‘The River Ki’ and the Legacy Left by Women
In her novel, author Sawako Ariyoshi questions what is passed down from woman to woman over three successive generations.

© Public Domain
Sawako Ariyoshi is considered to be the Japanese Simone de Beauvoir and, in The River Ki, the author explores the filial bonds that connect women to their mothers and their own daughters. She reveals how, over the years, certain traditions are repeated before being shattered, due either to a deliberate choice or a societal change.
In this short novel published in Japan in 1959, the reader follows three generations of Japanese women between the late 19th century and the end of the Second World War. They are all members of the Kimoto family, who hail from Wakayama valley in the south of the Kansai region. Hana, her daughter Fumio, and granddaughter Hanako are the protagonists in this story that sheds light on both family issues and the changes shaking up Japanese society, and their negative impacts on women’s status.

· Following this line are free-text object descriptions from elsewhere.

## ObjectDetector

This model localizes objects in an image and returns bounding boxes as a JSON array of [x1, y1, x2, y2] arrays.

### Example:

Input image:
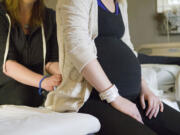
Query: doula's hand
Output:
[[111, 96, 144, 124], [41, 74, 62, 91]]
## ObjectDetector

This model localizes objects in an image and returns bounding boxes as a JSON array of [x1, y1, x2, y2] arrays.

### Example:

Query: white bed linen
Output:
[[0, 105, 100, 135], [141, 64, 180, 112]]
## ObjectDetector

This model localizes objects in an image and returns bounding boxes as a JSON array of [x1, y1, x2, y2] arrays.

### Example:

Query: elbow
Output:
[[45, 62, 61, 75], [68, 45, 97, 73], [45, 62, 53, 74], [45, 62, 51, 72], [79, 57, 97, 73], [2, 68, 7, 76], [69, 50, 97, 73], [3, 60, 16, 76]]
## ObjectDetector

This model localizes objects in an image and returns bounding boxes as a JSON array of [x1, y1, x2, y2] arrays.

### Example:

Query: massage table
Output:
[[0, 105, 100, 135]]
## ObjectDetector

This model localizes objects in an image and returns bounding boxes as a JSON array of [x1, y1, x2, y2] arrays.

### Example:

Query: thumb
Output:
[[140, 94, 146, 110]]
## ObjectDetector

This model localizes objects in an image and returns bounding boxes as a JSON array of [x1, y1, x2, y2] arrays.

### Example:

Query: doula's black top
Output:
[[0, 3, 59, 84], [95, 3, 141, 99], [0, 3, 59, 106]]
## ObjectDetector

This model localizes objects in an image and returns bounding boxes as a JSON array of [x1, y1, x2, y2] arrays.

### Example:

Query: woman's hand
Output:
[[42, 74, 62, 91], [140, 79, 164, 119], [111, 96, 144, 124]]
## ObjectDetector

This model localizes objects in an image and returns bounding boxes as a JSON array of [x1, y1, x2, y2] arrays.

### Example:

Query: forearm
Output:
[[82, 59, 112, 92], [46, 62, 60, 75], [3, 60, 43, 88]]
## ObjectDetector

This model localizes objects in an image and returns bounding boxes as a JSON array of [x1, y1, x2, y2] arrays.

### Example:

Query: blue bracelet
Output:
[[38, 76, 48, 95]]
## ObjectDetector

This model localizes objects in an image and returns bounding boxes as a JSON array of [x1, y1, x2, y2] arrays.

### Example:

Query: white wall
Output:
[[127, 0, 180, 47]]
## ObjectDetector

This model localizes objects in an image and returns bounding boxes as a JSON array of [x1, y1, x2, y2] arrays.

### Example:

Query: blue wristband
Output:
[[38, 76, 48, 95]]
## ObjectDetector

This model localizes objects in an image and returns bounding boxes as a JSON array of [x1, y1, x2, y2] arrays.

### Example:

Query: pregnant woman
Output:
[[53, 0, 180, 134], [0, 0, 61, 107]]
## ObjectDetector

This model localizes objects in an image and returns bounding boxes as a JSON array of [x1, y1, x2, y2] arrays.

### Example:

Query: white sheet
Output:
[[0, 105, 100, 135]]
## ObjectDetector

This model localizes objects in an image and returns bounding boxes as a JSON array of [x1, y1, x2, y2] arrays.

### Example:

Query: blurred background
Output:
[[45, 0, 180, 48]]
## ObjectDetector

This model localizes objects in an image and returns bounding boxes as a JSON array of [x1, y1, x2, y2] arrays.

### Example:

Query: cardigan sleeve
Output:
[[121, 0, 138, 57], [57, 0, 97, 73]]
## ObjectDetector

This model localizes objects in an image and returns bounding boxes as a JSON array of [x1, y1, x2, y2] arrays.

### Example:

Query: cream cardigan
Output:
[[45, 0, 137, 112]]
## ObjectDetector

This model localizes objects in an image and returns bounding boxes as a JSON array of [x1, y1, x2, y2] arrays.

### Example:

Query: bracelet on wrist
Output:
[[38, 76, 48, 95], [99, 84, 120, 103]]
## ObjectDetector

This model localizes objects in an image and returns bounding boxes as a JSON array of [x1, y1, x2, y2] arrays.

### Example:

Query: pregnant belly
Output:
[[95, 37, 141, 99]]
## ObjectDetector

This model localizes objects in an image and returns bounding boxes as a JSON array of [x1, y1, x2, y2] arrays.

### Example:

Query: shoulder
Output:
[[45, 7, 55, 16], [44, 7, 56, 21], [0, 2, 8, 23], [43, 8, 56, 39], [0, 2, 7, 14], [43, 7, 56, 28], [118, 0, 128, 9], [57, 0, 93, 10]]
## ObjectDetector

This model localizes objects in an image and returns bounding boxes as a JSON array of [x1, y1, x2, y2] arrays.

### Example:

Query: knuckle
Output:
[[159, 101, 162, 105], [132, 113, 136, 117], [136, 114, 140, 118], [149, 104, 152, 108]]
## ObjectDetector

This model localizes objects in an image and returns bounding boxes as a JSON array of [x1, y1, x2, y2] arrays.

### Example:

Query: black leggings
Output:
[[0, 80, 44, 107], [80, 90, 180, 135]]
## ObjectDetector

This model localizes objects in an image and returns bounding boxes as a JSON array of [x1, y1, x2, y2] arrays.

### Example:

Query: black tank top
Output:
[[95, 6, 141, 99]]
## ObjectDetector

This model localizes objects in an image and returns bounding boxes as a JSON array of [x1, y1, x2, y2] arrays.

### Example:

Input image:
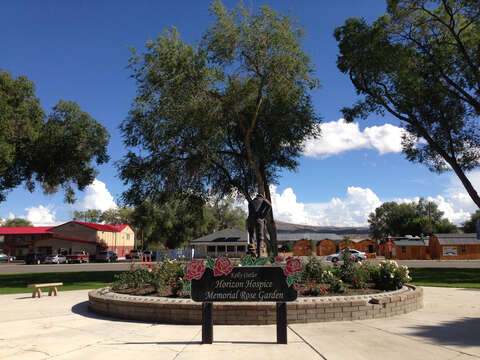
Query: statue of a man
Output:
[[246, 194, 272, 258]]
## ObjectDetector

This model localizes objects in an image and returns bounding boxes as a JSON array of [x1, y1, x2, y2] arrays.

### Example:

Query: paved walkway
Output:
[[0, 287, 479, 360]]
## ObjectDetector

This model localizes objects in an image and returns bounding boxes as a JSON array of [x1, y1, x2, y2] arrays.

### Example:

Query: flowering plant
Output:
[[371, 260, 411, 290]]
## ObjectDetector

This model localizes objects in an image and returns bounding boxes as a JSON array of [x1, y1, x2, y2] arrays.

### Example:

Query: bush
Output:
[[302, 281, 328, 296], [338, 250, 357, 283], [112, 264, 152, 290], [302, 256, 324, 283], [112, 258, 186, 296], [322, 270, 344, 293], [371, 260, 411, 291]]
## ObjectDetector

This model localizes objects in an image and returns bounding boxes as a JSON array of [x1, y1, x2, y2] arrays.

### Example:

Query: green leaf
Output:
[[206, 257, 215, 269], [290, 273, 301, 282], [241, 255, 253, 266], [254, 257, 267, 265], [287, 275, 297, 287]]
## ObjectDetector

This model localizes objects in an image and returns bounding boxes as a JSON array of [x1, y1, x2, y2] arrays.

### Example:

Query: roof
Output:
[[277, 232, 342, 241], [0, 226, 53, 235], [433, 233, 480, 245], [191, 228, 248, 243], [392, 240, 426, 246], [58, 221, 129, 232], [276, 221, 369, 235]]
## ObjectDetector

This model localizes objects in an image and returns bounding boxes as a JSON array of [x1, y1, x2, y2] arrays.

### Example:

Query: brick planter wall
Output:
[[88, 285, 423, 325]]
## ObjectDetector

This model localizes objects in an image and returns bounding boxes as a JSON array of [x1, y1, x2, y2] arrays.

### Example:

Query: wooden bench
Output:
[[28, 282, 63, 298]]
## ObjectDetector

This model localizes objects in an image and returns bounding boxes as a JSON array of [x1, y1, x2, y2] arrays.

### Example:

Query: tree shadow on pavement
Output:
[[71, 301, 152, 324], [408, 317, 480, 347]]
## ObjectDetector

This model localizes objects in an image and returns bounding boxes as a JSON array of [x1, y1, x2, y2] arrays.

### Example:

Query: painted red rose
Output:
[[274, 256, 284, 263], [184, 260, 206, 280], [283, 256, 302, 276], [214, 257, 233, 277], [293, 283, 301, 291]]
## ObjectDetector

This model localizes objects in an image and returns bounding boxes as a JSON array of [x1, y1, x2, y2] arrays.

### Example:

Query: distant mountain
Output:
[[275, 221, 370, 235]]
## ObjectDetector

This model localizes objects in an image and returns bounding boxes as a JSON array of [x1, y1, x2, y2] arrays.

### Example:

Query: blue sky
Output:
[[1, 0, 478, 227]]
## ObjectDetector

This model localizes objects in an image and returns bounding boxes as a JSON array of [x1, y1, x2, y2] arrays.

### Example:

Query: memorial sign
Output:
[[183, 256, 301, 344], [191, 266, 298, 302]]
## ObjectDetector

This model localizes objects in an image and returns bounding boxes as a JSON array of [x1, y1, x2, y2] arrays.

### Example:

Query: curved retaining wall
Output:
[[88, 285, 423, 325]]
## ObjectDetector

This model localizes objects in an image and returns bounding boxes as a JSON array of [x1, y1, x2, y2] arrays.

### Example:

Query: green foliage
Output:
[[2, 218, 33, 227], [112, 260, 186, 297], [321, 270, 344, 293], [371, 260, 411, 291], [368, 198, 457, 238], [462, 210, 480, 233], [73, 209, 103, 223], [301, 282, 328, 296], [119, 1, 320, 219], [112, 265, 152, 290], [0, 71, 110, 203], [338, 250, 357, 283], [302, 256, 324, 283], [335, 0, 480, 208]]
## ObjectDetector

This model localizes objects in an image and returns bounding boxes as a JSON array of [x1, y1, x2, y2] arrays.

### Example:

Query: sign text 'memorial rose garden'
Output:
[[184, 255, 302, 344], [184, 256, 301, 302]]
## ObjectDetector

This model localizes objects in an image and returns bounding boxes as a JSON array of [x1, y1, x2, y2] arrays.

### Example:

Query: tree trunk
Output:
[[449, 162, 480, 209]]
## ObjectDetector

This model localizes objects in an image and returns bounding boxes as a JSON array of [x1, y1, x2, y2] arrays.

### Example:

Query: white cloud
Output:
[[267, 172, 480, 227], [303, 119, 405, 158], [269, 185, 381, 227], [24, 205, 58, 226], [7, 212, 15, 220], [77, 179, 117, 212]]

Between tradition and emancipation
Sawako Ariyoshi takes the reader inside the Japanese household, a terrain where power struggles occur between respect for age-old traditions and a desire for emancipation. These three women have thrown off their shackles, each one in their own way and through their choices, whether unconscious, voluntary or constrained. What could be taken for a little story in the grand scheme of history in fact says a great deal about what goes on in this country marked by war and forced to open itself up to the rest of the world.
The River Ki (1959) by Sawako Ariyoshi was published in 2004 by Kodansha.